Conclusion: Shrimp + Zucchini = Keto Magic
In a world of complicated recipes and endless kitchen gadgets, this Keto Shrimp and Zucchini Skillet keeps things simple. But don’t confuse simple with boring – the flavors in this dish are vibrant, fresh, and sure to make it into your weekly rotation. Plus, it’s keto-approved, which means you can feel great about eating it while sticking to your goals.
So next time you’re staring at your fridge, wondering what to make for dinner, grab that bag of shrimp and those zucchinis, and get cooking. This skillet might just become your favorite new go-to.
PrintKeto Shrimp and Zucchini Skillet Dinner Recipe
A quick and easy Keto Shrimp and Zucchini Skillet recipe that’s packed with flavor. This low-carb, one-pan meal is ready in under 30 minutes and is perfect for busy weeknights. Juicy shrimp, tender zucchini, and garlic come together to create a filling and healthy keto dinner that’s simple, yet satisfying.
- Author: Jane Summerfield
- Prep Time: 10 minutes
- Cook Time: 15 minutes
- Total Time: 25 minutes
- Yield: 4 servings 1x
- Category: Main Course, Dinner
- Method: Sauté
- Cuisine: Keto, Low-Carb
- Diet: Gluten Free
Ingredients
- 1 lb shrimp (peeled and deveined)
- 2 medium zucchini (sliced into half moons)
- 2 tablespoons olive oil
- 4 cloves garlic (minced)
- 1 teaspoon paprika
- 1 teaspoon Italian seasoning
- 1/4 teaspoon red pepper flakes (optional)
- Juice of 1 lemon
- Salt and pepper (to taste)
- 1/4 cup grated Parmesan (optional)
Instructions
- Prep your ingredients. Slice the zucchini, mince the garlic, and pat the shrimp dry.
- Cook the shrimp. Heat 1 tablespoon of olive oil in a large skillet over medium-high heat. Add the shrimp and cook for about 2 minutes per side, until pink and opaque.

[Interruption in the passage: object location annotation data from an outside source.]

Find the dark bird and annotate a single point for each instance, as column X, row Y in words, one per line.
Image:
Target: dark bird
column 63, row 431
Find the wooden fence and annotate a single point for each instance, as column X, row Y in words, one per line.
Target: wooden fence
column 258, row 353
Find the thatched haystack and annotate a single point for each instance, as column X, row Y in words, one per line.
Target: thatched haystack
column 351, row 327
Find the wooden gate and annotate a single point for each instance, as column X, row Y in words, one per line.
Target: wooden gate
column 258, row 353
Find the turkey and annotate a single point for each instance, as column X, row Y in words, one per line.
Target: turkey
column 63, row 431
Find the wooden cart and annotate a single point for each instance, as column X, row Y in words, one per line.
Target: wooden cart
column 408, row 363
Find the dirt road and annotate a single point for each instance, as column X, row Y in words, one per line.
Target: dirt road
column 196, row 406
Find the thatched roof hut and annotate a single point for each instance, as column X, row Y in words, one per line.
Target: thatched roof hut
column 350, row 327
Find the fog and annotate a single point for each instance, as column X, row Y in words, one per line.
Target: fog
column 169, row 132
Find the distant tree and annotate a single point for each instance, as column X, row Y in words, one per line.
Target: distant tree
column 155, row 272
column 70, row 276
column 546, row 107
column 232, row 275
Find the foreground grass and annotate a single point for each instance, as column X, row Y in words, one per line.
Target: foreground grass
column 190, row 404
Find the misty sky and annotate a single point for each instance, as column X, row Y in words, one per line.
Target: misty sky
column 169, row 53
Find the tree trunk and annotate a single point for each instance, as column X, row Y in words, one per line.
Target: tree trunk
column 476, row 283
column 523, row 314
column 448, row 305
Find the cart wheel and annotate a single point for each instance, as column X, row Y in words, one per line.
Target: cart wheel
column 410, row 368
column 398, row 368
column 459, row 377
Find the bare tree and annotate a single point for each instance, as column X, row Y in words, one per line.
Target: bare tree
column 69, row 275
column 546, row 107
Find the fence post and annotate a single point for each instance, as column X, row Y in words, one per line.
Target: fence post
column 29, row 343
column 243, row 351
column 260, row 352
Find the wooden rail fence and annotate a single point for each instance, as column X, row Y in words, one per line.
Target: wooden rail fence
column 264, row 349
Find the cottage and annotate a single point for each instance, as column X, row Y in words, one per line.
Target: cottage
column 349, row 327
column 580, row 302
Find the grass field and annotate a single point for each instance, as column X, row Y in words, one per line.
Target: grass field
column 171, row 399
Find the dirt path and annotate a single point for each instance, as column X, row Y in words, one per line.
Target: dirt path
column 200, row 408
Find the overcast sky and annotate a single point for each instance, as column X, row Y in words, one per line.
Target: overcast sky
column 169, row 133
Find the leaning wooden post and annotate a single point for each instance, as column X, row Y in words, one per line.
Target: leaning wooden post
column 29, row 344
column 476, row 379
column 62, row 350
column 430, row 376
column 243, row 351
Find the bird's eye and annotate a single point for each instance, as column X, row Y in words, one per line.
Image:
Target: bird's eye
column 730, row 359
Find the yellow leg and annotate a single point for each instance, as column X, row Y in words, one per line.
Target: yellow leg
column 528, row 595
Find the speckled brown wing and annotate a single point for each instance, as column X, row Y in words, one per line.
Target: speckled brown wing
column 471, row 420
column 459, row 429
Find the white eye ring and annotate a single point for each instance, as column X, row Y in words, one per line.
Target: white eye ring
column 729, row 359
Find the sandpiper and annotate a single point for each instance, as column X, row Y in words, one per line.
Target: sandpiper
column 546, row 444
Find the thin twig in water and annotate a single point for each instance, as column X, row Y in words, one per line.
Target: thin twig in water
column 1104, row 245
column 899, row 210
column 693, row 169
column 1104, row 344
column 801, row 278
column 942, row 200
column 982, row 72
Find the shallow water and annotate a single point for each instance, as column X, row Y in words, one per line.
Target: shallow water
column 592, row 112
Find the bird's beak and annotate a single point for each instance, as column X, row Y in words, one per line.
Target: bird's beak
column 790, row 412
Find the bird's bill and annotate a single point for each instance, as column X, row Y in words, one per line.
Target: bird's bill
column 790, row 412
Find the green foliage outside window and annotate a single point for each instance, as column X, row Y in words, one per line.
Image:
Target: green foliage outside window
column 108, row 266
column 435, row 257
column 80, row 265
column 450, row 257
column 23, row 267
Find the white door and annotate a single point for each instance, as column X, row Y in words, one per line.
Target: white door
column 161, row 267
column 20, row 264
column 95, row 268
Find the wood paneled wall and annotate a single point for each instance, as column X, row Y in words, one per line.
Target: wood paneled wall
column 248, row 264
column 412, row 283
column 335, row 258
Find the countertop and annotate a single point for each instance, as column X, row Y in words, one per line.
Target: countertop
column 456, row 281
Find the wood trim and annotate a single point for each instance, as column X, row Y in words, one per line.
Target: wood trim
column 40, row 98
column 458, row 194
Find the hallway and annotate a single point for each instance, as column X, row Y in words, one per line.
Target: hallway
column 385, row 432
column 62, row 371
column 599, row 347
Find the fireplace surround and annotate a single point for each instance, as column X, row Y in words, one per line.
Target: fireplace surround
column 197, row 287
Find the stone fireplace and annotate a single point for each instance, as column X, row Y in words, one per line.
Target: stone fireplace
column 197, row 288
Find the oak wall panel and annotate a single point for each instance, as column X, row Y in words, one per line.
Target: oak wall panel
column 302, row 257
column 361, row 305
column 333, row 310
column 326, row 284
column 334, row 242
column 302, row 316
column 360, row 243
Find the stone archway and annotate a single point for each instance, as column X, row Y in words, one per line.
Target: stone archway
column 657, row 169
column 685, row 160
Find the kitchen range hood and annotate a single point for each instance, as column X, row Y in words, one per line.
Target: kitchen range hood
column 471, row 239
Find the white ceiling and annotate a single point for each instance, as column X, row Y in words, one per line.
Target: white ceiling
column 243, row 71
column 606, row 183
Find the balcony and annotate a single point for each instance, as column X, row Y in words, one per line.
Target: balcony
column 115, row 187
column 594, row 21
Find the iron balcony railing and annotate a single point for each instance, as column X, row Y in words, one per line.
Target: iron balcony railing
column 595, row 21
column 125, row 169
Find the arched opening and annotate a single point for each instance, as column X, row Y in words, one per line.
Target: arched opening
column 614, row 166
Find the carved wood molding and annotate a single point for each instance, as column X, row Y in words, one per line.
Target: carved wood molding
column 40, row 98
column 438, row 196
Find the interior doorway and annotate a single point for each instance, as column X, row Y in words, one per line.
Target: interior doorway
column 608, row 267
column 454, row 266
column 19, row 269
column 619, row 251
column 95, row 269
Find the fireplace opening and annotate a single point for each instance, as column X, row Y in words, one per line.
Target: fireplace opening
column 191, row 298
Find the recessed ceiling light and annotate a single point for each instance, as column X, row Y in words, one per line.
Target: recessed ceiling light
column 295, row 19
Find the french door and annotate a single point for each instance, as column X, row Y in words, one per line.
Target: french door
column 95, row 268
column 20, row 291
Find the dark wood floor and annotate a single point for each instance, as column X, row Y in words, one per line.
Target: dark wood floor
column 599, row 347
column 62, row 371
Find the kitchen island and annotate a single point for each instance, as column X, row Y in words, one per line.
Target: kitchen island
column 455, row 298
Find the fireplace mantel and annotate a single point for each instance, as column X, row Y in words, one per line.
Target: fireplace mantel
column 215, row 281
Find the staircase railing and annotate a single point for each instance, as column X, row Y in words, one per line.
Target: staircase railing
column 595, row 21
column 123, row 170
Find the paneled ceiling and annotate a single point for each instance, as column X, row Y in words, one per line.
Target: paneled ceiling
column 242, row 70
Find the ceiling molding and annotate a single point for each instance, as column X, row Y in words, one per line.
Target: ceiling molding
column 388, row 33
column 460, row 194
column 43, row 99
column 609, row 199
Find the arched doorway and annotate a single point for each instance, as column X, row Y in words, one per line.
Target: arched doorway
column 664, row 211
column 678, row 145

Remove and set aside.
- Cook the zucchini. In the same skillet, add the remaining olive oil and zucchini slices. Season with salt and pepper, and cook for 4-5 minutes until browned and tender.
- Add garlic and spices. Lower the heat and add minced garlic, paprika, Italian seasoning, and red pepper flakes. Stir constantly to avoid burning.
- Combine everything. Return the shrimp to the skillet, squeeze lemon juice over, and toss to combine. Cook for 1-2 more minutes to meld the flavors.
- Finish with Parmesan. Remove from heat and sprinkle with Parmesan. Serve hot.
Notes
- For extra flavor, feel free to add fresh herbs like parsley or basil.
- This dish can be customized with cherry tomatoes or a drizzle of pesto.
- Store leftovers in an airtight container in the fridge for up to 3 days.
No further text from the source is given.